Relembrar Joaquim Lagoeiro e o regresso da escrita de Maria Judite de Carvalho
Joaquim Lagoeiro e Maria Judite de Carvalho são nomes maiores da literatura portuguesa
Joaquim Lagoeiro nasceu a 6 de Setembro de 1918, no lugar de Veiros, Estarreja, vindo a falecer em Lisboa a 11 de Março de 2011. Cumprir-se-ão portanto, em Setembro, cem anos do seu nascimento.
Poeta de um lirismo ascético, comovente por vezes, também de uma ácida torrente satírica que vem de Tolentino; prosador exigente, de verbo talhado na melhor tradição romântica, pelo qual se insinua a herança camiliana, o presencismo e a análise social do neo-realismo, Joaquim Lagoeiro ficará na história da Literatura, como bem refere Maria Alzira Seixo, como «um ficcionista hábil, de estilo enxuto e escrita discreta mas sobriamente trabalhada, e que aborda uma problemática atinente às questões maiores da sociedade portuguesa das últimas décadas», mormente sobre o período feroz, de miséria e fome, sofridos pelo povo no consulado salazarento.
Desse labor prosódico, activo na denúncia, singular na forma de abordagem dos fenómenos sociais do seu tempo e, em particular, da sua região de origem, registamos esse poderoso e humano romance que é Viúvas de Vivos, que o fascismo não se coibiu, cumprindo o seu papel histórico, de proibir, o que não impediu este romance de fazer, até hoje, 4 edições.
Viúvas de Vivos traça o drama das mulheres que viram os seus homens partir em busca do sonho americano, e deles não mais tiveram notícia: esses limbo que as faz viúvas de fantasmas.
Joaquim Lagoeiro foi, sobretudo, um exímio contador de estórias.
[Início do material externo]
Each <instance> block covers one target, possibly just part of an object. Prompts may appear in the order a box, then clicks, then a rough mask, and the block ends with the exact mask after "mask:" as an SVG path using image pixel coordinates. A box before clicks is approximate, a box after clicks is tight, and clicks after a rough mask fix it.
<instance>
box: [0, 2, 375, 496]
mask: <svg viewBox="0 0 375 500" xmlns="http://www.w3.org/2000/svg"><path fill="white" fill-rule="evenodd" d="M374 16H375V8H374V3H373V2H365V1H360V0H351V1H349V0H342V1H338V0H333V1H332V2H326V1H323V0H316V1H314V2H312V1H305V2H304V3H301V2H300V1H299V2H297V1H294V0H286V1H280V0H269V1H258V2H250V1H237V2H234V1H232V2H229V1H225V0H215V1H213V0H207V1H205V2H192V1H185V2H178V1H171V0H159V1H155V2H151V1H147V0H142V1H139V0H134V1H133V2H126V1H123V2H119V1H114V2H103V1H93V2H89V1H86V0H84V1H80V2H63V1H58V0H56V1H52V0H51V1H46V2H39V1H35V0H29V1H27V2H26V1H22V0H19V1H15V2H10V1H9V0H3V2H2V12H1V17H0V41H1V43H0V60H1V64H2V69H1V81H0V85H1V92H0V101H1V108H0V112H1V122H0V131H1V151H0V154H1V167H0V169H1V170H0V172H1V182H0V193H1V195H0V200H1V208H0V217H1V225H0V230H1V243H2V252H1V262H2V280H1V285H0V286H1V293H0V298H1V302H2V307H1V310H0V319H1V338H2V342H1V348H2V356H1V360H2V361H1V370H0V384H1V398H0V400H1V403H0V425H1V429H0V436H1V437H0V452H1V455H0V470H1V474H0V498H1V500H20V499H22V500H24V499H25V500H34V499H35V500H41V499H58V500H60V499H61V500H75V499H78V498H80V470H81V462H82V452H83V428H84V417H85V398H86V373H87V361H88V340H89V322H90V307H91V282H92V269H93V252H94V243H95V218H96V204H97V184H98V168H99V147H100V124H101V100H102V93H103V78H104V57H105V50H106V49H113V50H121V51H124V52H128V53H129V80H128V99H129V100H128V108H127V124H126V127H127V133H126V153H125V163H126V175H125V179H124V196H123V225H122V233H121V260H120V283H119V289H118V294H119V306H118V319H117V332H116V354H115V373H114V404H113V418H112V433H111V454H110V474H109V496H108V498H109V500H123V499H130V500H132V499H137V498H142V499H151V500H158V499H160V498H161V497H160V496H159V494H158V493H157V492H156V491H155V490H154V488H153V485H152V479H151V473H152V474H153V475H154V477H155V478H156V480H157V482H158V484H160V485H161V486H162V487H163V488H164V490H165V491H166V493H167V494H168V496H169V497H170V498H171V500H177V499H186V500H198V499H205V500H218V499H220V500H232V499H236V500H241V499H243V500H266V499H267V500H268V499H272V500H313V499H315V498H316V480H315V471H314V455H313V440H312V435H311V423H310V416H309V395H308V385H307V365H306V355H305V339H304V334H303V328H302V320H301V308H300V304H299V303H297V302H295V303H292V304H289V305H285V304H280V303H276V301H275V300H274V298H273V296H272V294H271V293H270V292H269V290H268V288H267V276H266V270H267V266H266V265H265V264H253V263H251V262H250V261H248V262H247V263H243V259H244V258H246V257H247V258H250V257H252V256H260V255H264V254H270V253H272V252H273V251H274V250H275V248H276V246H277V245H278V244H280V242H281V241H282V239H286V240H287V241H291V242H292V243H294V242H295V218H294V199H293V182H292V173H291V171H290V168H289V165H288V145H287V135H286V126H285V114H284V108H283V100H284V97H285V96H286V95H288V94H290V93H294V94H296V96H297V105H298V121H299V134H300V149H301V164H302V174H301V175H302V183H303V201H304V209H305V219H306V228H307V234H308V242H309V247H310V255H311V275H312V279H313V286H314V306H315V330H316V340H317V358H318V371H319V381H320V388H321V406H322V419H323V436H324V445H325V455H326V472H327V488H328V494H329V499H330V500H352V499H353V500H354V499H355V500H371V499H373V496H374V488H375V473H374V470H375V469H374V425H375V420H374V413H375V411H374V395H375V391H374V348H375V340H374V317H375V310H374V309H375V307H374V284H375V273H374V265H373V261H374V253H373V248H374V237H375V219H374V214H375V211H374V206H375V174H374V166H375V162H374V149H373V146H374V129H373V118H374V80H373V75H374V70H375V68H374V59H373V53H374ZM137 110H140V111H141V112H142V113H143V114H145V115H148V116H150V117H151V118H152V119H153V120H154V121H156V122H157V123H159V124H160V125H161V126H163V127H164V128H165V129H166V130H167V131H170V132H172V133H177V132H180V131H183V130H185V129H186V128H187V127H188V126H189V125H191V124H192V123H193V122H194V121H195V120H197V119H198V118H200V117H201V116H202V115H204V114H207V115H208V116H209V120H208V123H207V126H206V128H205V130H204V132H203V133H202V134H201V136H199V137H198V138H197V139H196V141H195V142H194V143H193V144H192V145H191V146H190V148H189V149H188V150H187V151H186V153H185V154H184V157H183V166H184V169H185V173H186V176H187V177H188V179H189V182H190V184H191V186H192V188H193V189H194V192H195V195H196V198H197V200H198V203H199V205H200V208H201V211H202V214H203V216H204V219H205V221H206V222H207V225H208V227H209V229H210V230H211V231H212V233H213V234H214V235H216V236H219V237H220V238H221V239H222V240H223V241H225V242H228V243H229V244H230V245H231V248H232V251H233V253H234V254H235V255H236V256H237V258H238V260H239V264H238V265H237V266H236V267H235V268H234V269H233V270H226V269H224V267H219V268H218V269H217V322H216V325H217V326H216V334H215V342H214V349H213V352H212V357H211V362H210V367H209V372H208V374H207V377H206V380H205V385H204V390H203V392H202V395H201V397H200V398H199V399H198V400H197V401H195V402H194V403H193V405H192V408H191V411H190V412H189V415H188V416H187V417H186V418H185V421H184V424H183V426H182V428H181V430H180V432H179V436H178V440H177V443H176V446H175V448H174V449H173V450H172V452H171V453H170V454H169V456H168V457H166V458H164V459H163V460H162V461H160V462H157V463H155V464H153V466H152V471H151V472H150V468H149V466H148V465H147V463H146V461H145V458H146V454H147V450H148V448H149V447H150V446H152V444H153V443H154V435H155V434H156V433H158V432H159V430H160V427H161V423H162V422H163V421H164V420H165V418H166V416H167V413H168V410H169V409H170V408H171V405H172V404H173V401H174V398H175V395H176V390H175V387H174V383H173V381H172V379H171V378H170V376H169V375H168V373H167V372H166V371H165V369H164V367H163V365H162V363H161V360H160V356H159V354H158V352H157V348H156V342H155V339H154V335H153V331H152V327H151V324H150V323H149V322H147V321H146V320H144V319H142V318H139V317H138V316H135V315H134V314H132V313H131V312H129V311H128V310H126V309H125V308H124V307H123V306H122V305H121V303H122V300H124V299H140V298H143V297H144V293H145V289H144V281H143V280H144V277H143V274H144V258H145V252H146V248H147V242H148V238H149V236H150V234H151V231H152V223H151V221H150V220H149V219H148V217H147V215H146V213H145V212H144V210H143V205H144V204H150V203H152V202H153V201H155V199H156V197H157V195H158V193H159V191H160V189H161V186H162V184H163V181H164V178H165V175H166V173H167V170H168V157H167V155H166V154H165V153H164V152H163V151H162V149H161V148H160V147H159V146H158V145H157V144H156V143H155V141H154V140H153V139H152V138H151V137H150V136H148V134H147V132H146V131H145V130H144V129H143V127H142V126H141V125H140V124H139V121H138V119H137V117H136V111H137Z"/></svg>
Coisas cerzidas com vagar de artesão lúcido e tenaz. Estórias curtas quase sempre, com tempos e respirações certeiras, mantendo a chama, a atenção viva do leitor, rematada técnica. Contos e novelas moldados a preceito, um estilaço apurado, burilado e destro, ágil nas reverberações da língua, mesmo quando finta os verbos e se excede em latinórios colhidos na cepa dos prodígios linguísticos das terras do litoral beirão. Um esteta da oralidade, das falas de antanho, rudezas avoengas elementares, vernáculo agreste, vivo, curtido, presentes na sua vasta obra romanesca, com destaque para Os Fraldas, Milagre em S. Bartolomeu, Mar Vivo e Caiu um santo do altar.
Maria Judite de Carvalho
A editora Minotauro acaba de editar o 1.º volume das Obras Completas de Maria Judite de Carvalho, que junta dois dos seus mais importantes textos: Tanta Gente, Mariana e As Palavras Poupadas.
Companheira de vida, luta e escrita de Urbano Tavares Rodrigues, ambos vivendo um exílio forçado em Paris, circunstância, embora penosa, que lhes permitiu contactar com as primeiras abordagens estéticas do nouveau roman e conhecer Camus, Sartre e André Malraux.
De regresso a Lisboa, Maria Judite prossegue o seu trabalho como jornalista, produzindo em paralelo uma obra ficcional e poética de referência, exemplar e pioneira no contexto social, cultural e político em que se desenvolveu, na qual a solidão da mulher nos grandes espaços urbanos, o desespero, o desencanto, o desejo, o silêncio, a hipocrisia são erigidos com rara capacidade efabulatória. Derivantes conceptuais que ela integra num discurso ácido, de raiz poética, ora trágico, ora grotesco, mas em que é detectável, e vêm corajosamente expressas nestes dois textos, a luta pela igualdade de direitos, independência e dignidade da mulher face a uma sociedade padronizada pelo homem e vigiada pela cínica moral salazarista.
A obra de Judite de Carvalho, nomeadamente essa inovadora e fascinante arte de contar que é Tanta Gente, Mariana, e que As Palavras Poupadas aprofundará, antecipa e é paradigma das lutas posteriores de uma geração de mulheres escritoras que terão na defesa do feminismo, como forma de transformação social, o elemento catalisador das suas primeiras, e relevante, incursões literárias: Natália Nunes, cuja obra está a ser igualmente reeditada, Teresa Horta, Maria Isabel Barreno e Maria Velho da Costa.